When the SEM results for E. coli and P. aeruginosa are viewed conjointly, it is clear there are both similarities and differences in how colistin affects these bacteria. Filamentation was conspicuous by its absence in both species. Filamentation is a hallmark of DNA damage, induced via the SOS response by a diverse range of physical and chemical agents including UV, cosmomycin D, metronidazole, mitomycin C, the fluoroquinolones, novobiocin, and zidovudine (Cushnie et al. 2016). The failure of colistin to induce filamentation at any concentration or time-point in either species argues strongly against the hypothesis that colistin kills bacterial cells through DNA damage or disruption of DNA synthesis. Colistin-induced cell aggregation was, conversely, detected in both species. Whilst it is not clear how, or even if, this aggregation relates to colistin mechanism of action, it could have important implications for diagnostic laboratories. Colistin-induced clumping of cells would reduce colony forming unit (cfu) numbers of bacteria in MBC and time-kill assays, resulting in artificially low MBC values for the antibiotic. Colistin-induced cell aggregation could also complicate how the course of infections is monitored because, in patients receiving this antibiotic, false-negative blood and urine cultures would be more likely to occur. Moving on to differences in how colistin affects the bacteria, the most noticeable of these was the reduction in cell size observed with P. aeruginosa but not E. coli. This might be due to slight variations in the cell envelope composition or PBP2/Mre protein conformation of the two species. Ultimately, this and other observed interspecies variations probably reflect indirect or peripheral aspects of colistin’s mechanism of action as both bacterial species are susceptible to the antibiotic.
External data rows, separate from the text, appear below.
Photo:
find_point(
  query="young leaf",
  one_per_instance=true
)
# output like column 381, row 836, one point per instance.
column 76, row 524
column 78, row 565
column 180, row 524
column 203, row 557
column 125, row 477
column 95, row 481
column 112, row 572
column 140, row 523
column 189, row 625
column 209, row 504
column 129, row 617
In conclusion, our study has shown that colistin induces minimal potassium loss and no filamentation in populations of E. coli or P. aeruginosa, findings which indicate the antibiotic does not exert its antibacterial effect by perforating the cytoplasmic membrane or disrupting DNA synthesis. Future studies should therefore focus on exploring the three remaining hypotheses, namely that colistin kills bacterial cells by (1) inducing phospholipid exchange between the outer and cytoplasmic membranes, (2) inhibiting respiratory enzymes, and/or (iii) inducing reactive oxygen species formation. Colistin-induced aggregation of bacterial cells hindered our attempt to study this antibiotic’s effects by flow cytometry, but represents an interesting observation in itself, one with implications for the interpretation of MBC, time-kill, and other microbiology assay results.